Στοργή (Storgḗ) – È l’amore affettuoso, spesso familiare, come la tenerezza che i genitori provano verso i figli. Rappresenta un amore naturale, istintivo, che si sviluppa nel tempo.
Φιλαυτία (Philautía) – È l’amore per sé stessi, che può essere positivo o negativo. Una forma equilibrata porta alla cura di sé e alla fiducia; un eccesso può sfociare nel narcisismo.
Πράγμα (Pragma) – È l’amore pragmatico, duraturo, quello che richiede impegno e dedizione. È l’amore che cresce nel tempo nelle relazioni di lunga durata, dove comprensione e compromesso sono fondamentali.
Μανία (Manía) – È l’amore ossessivo, irrazionale, che può diventare distruttivo. Può spingere a comportamenti estremi, tra cui gelosia e passione incontrollata.
Χάρις (Cháris) – È una forma di amore che comprende spiritualità e grazia, esprimendo apprezzamento, bellezza e gentilezza. Può essere collegata anche al favore divino o al fascino.
Πότος (Pótos) – Descrive l’amore adolescenziale, l’infatuazione o una cotta, spesso intensa ma breve. È il tipo di amore che riempie i giovani cuori di eccitazione e desiderio.

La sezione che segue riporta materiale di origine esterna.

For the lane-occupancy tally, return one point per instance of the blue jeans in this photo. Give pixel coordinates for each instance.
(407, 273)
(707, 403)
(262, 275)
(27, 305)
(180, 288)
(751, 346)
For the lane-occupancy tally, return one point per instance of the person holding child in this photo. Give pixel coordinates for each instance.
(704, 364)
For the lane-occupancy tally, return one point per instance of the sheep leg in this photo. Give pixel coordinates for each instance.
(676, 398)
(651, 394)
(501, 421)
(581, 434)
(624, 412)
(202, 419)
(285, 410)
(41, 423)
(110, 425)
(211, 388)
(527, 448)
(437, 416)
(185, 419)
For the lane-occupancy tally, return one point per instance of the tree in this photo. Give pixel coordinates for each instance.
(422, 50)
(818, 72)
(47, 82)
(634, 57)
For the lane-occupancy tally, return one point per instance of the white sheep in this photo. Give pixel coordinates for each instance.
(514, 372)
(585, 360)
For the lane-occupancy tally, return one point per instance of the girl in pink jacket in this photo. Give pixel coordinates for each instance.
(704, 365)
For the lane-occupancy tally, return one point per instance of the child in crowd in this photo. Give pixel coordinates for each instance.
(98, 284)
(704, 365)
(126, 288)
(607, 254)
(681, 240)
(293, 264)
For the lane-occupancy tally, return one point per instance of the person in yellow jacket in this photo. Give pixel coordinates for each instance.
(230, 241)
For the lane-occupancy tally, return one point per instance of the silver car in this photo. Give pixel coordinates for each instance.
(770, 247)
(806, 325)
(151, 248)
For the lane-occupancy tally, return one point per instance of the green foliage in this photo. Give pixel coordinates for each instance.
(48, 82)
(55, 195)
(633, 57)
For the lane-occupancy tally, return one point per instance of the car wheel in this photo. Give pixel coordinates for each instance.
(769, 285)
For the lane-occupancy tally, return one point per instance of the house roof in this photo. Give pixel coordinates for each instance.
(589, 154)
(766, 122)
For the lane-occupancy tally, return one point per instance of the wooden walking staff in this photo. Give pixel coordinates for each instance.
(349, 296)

Θέλημα (Thélema) – È l’amore inteso come passione verso una vocazione o un interesse, più che verso una persona. È l’amore per una chiamata, una disciplina o un’attività creativa.
Ίμερος (Hímeros) – È un desiderio intenso e impulsivo, spesso legato all’attrazione fisica o a un anelito irresistibile. È una forma fugace ma travolgente di brama.
Αντέρως (Antéros) – È l’amore ricambiato, in cui l’affetto viene restituito. Il prefisso ant- non significa “contro”, ma “in cambio” o “di fronte”, indicando un legame reciproco.
Questo post viene condiviso nuovamente in onore del 14 febbraio, San Valentino, una celebrazione dell’amore in tutte le sue forme.
Auguri a tutti coloro che amano, in qualunque modo intendano la parola “amore”.